Don't Kill Off the Estate Tax
By Matthew Miller

(FORTUNE Magazine) – President Bush won't make his case this baldly in his maiden address to Congress next week, but the tacit battle cry of his tax plan is "leave no heir behind!" W.'s call to repeal the "death tax" reflects the clash of values that will rage all year in Washington. Now before you start calling me a socialist (I'm tipping my hand here), let's be straight with each other: My family would win big from an estate tax repeal. So would yours (the average net worth of a FORTUNE reader is $2.2 million). And so would Bush's and his Cabinet members'--their kids stand to gain an extra $200 million, according to my back-of-the-envelope calculations.

Let's transcend our mutual self-interest for a moment and commune as the fair-minded business people we pretend to be. First some facts: The $675,000 per person exemption (which will rise to $1 million by 2006) means that 98% of all estates aren't taxed; a few thousand families pay nearly half the tab; and few families have to hold fire sales to pay their estate tax bills--family farms or firms compose most of the value of just six in 10,000 estates. While Bush touts the death tax's 55% top marginal rate as proof of the scheme's confiscatory madness, by the time you factor in various exemptions, the effective rate on those estates is actually 17%.

The Republican Party's triumph in disguising a $30-billion-a-year boon for heirs is marketing genius of the highest order. The estate tax affects a sliver of the American aristocracy in ways that won't alter these scions' lifestyles. (Even a coalition of plutocrats, including Warren Buffett, is urging Bush to leave the tax in place.) W. needs to ask: Is it right to end the estate tax for the small number of heirs who bear its brunt?

The answer depends on whether you think politics should be about principles or about something down and dirty like justice. As White House economic advisor Larry Lindsey told me, it's easy to feel violated if you're taxed when you earn the money and again after you've saved it. Having the feds swarm in for one last bite after you've died takes statist lust too far.

But that admittedly powerful argument shouldn't end the debate. Politics is an endless series of pragmatic moral tradeoffs: Given our political and economic equilibrium, what should our next priorities be? Our new surpluses have emerged after two decades in which the rich have truly thrived. We should thus compare what $30 billion (rising to $60 billion after 2011) will do for a few wealthy children to what federal cash could do for, say, America's 43 million uninsured, or urban kids without preschool, or some other worthy cause. (Don't tell me you can't think of one.) Despite the President's pledge to "leave no child behind," his budget puts just two new dollars into schools and expanded health coverage for every $3 it hands back to heirs.

Seen this way, an estate tax repeal is hardly "compassionate"; it's not really "conservative" either.

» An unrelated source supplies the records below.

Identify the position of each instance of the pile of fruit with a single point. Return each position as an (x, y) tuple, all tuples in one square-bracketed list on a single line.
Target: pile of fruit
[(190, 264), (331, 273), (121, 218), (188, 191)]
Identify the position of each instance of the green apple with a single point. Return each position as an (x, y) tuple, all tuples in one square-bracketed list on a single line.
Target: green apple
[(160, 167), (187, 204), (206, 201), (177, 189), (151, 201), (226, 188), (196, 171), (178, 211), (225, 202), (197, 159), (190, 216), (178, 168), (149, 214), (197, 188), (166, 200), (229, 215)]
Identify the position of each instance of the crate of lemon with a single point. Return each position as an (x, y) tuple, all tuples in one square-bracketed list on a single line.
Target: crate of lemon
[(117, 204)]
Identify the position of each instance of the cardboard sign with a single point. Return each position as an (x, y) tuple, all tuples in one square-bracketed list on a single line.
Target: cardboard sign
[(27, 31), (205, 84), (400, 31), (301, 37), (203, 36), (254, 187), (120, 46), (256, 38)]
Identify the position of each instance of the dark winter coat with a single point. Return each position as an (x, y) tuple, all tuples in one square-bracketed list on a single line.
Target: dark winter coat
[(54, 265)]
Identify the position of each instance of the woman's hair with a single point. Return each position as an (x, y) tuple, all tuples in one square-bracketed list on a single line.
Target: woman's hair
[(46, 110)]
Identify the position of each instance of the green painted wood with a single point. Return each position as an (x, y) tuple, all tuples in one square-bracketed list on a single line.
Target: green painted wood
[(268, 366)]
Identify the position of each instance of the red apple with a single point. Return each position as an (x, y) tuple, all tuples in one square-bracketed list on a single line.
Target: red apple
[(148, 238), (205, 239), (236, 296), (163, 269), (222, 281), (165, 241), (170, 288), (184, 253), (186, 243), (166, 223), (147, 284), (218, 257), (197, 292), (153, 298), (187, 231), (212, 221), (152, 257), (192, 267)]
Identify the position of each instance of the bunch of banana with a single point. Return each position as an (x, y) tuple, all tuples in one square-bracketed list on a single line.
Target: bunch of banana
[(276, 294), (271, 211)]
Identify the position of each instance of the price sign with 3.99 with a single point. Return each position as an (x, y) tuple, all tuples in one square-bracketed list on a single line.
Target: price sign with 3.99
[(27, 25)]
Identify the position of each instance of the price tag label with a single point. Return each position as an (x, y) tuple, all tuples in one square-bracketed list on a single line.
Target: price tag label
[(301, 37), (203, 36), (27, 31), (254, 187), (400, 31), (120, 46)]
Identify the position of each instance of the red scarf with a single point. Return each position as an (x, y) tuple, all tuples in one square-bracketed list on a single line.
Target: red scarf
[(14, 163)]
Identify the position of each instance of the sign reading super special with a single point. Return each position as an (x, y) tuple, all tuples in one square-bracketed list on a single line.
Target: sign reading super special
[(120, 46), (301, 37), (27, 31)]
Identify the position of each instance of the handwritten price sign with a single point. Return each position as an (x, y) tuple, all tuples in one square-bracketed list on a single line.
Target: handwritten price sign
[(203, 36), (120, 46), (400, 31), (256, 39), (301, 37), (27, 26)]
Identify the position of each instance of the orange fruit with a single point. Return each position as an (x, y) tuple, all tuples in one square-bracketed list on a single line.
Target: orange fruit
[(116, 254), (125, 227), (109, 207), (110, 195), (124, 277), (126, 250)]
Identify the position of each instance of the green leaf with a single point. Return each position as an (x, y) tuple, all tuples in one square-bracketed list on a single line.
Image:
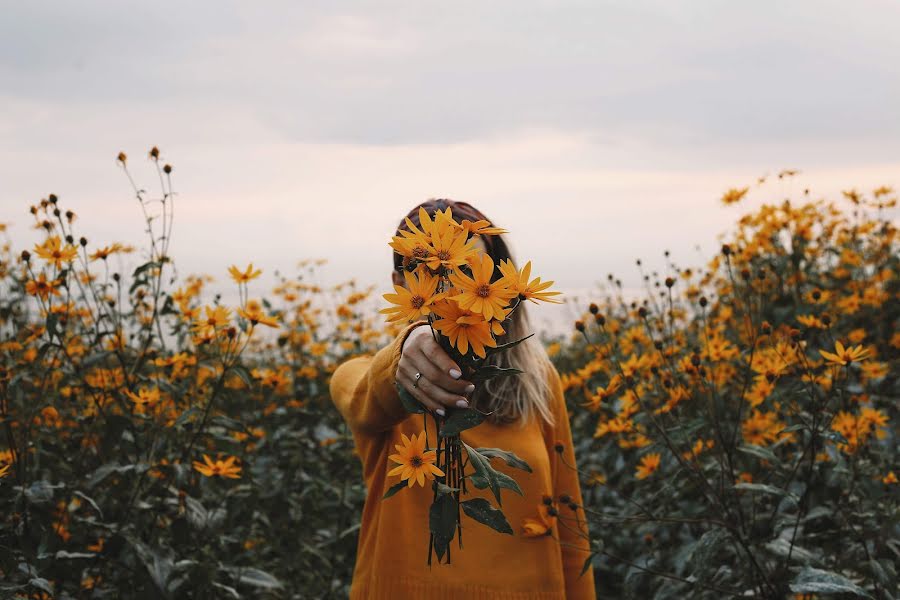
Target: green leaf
[(705, 549), (507, 346), (484, 469), (508, 457), (104, 471), (444, 489), (834, 436), (41, 584), (782, 547), (442, 522), (254, 577), (461, 419), (505, 481), (760, 452), (766, 489), (409, 403), (491, 371), (394, 489), (817, 581), (482, 511), (144, 267)]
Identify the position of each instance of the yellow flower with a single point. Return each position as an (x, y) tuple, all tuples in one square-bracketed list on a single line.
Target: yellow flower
[(649, 465), (144, 399), (54, 252), (449, 246), (253, 312), (42, 287), (245, 275), (463, 328), (216, 318), (734, 195), (222, 468), (415, 464), (528, 290), (845, 356), (413, 301), (478, 294)]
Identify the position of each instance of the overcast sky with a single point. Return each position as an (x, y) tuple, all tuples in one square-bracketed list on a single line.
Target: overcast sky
[(597, 132)]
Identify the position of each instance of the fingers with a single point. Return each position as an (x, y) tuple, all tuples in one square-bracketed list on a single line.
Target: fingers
[(427, 391), (441, 369), (407, 382)]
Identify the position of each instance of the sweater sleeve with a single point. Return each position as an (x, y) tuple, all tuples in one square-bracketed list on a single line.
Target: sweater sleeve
[(574, 547), (364, 391)]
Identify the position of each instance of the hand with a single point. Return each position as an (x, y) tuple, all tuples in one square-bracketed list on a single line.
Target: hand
[(439, 385)]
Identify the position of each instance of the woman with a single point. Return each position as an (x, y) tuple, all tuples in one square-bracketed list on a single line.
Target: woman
[(544, 559)]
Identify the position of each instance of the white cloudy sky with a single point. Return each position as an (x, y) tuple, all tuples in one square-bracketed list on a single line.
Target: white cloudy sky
[(597, 131)]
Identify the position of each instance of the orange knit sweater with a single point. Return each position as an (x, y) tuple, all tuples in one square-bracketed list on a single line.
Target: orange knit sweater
[(393, 543)]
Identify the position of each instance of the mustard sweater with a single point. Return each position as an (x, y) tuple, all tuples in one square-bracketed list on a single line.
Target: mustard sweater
[(393, 543)]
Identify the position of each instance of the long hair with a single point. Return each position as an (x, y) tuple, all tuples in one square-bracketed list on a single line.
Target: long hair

As conservative economist Irwin Stelzer argues, it is a contradiction for the right wing to oppose affirmative action and estate taxes. If you're against giving certain groups advantages because of an arbitrary trait like race, how can you be in favor of preserving advantages for others because of an arbitrary asset like rich parents?

But then, no one said the class war would be pretty. Especially inside my own family. My Republican relatives are thrilled by the impending return of "our money." Me, I tell my in-laws that I can't wait until the day America has banished poverty--at that point, I'll gladly crusade against today's unholy denial of heirs' rights. In the meantime, of course, someone has to have the courage to be the idiot son-in-law.